XMC Cat Metadata Concept Definitions

How metadata concepts are defined and used in XMC Cat:
In XMC Cat, scientific metadata schemas are partitioned into independent concepts about the data products described by the metadata cataloged for that data product. Each of these independent concepts is treated as a separate property in the XMC Cat and metadata is added in "concept-sized" blocks of metadata.

The LEAD project uses the Lead Metadata Schema (LMS) which is a profile of the metadata schema developed by the FGDC for spatial metadata. To store metadata in XMC Cat based on the LEAD schema, the schema is partitioned into concepts and these definitions are loaded as data into the XMC Cat.
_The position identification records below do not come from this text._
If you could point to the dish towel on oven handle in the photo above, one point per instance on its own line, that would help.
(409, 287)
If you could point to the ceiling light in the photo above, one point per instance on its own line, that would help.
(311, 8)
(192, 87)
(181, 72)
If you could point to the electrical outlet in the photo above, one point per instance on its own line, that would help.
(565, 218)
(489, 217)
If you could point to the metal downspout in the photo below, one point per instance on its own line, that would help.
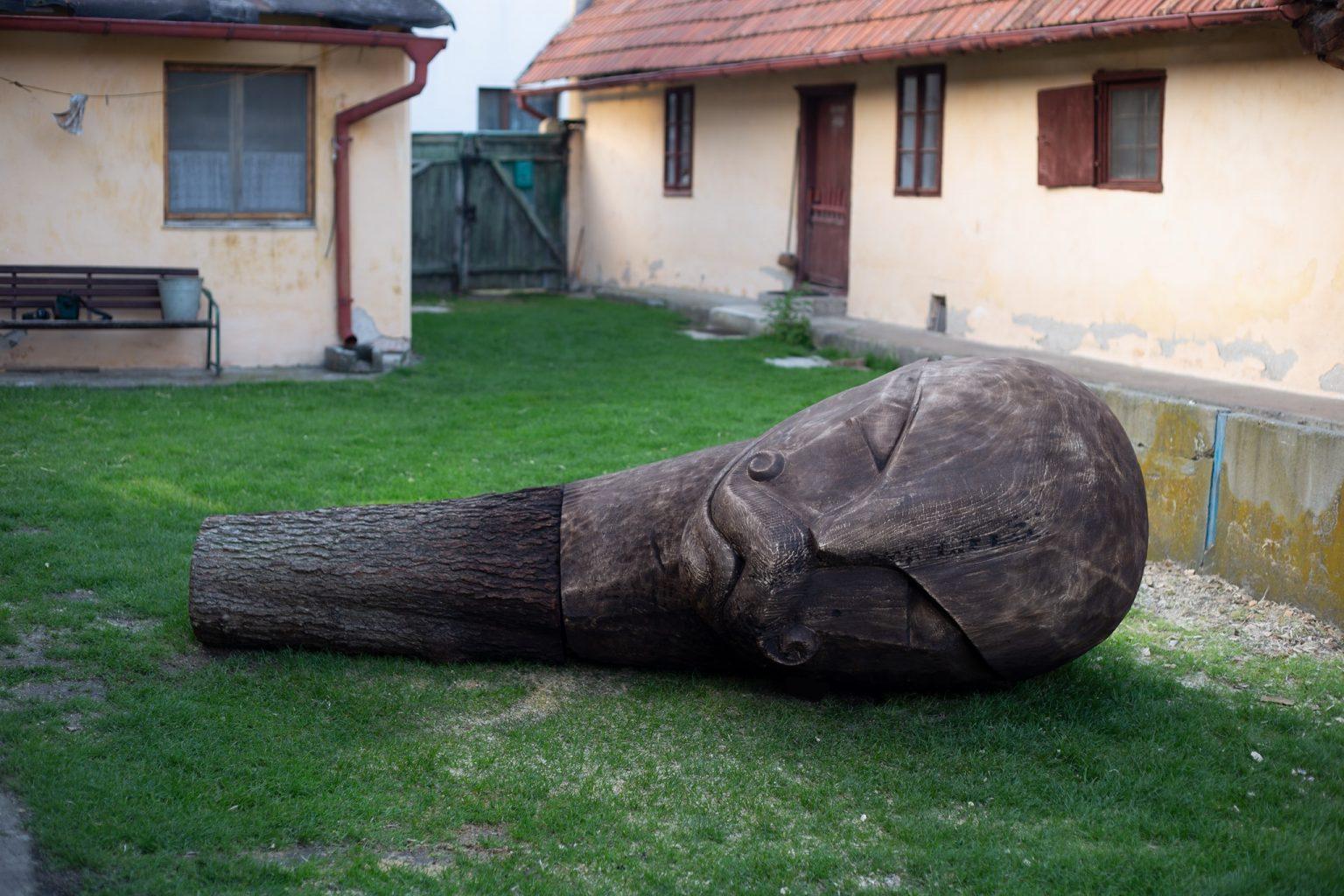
(421, 52)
By partitioning the LMS into concepts and storing the definitions of those concepts as data, XMC Cat is not tightly coupled to a specific metadata schema but can instead be easily adapted to different scientific schemas.
In the LEAD project we found that much of the metadata we wanted to capture about data products to later assist in discovery was domain-specific and not described by the LMS. However, the FGDC schema contains an Entity and Attribute section that allows for the description of domain-specific attributes of the data. In the documentation for the FGDC schema it describes entities such as roads which may then have certain attributes (keep in mind that the FGDC is designed for spatial metadata). In the case of the LEAD project, much of the domain-specific metadata is model configuration parameters used in Fortran namelist configuration files and critical notifications generated by the workflow engine about experiments as they are executed.

The definitions for these metadata properties are loaded into XMC Cat as data that is stored in tables used to define the metadata properties (and broader categories they are grouped into) as well as the individual metadata elements. This page contains the files used to load the definitions into the XMC Cat's database. Each of the files listed below contain the definitions for a set of properties, sub-properties, and metadata elements within those properties. A categorized list of all of the concepts used in LEAD can be found here.
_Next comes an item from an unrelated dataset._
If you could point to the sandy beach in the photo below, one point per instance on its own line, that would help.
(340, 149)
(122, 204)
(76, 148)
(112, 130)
Definitions For Last Updated
Based on LMS StructureLoaded with DB
NotificationsAugust 2007
Cross-Cutting ParametersLoaded with DB
ApplicationSoon!
Forecasting Model Namelist ParametersSummer 2007
Seige Workflow MetadataSpring-Summer 2007
NetCDF Spatial and Temporal MetadataSummer 2008
Internal IDs:
A range of internal IDs is specified for each of the categories of metadata properties listed below. These IDs have no particular significance from a user perspective (and are never displayed to the user) but are listed here for reference purposes. For each category of metadata, there are considerably more metadata elements (e.g., center latitude) than there are metadata properties, but the range of IDs used applies to both properties and the metadata elements within those properties. Generally only a small portion of the range specified is used currently for each category of metadata.

Metadata Concepts Based on the LMS Schema Structure

Within XMC Cat each metadata property is assigned a unique internal ID used within XMC Cat, but this has no relevance to users of the metadata catalog. From a user's perspective, there are two vlaues that together define a property as being unique - the name of the property and its source. The source indicates who defines the metadata property and is generally a URI. However, for those metadata properties defined based on partitioning the LMS into independent concepts, the source used is "LEAD". Since metadata properties cna have a complex structure (not just name/value pairs) a property can also contain sub-properties. The sub-properties are uniquely defined based on their name, source, and parent property since the same sub-property may be applicable to multiple properties.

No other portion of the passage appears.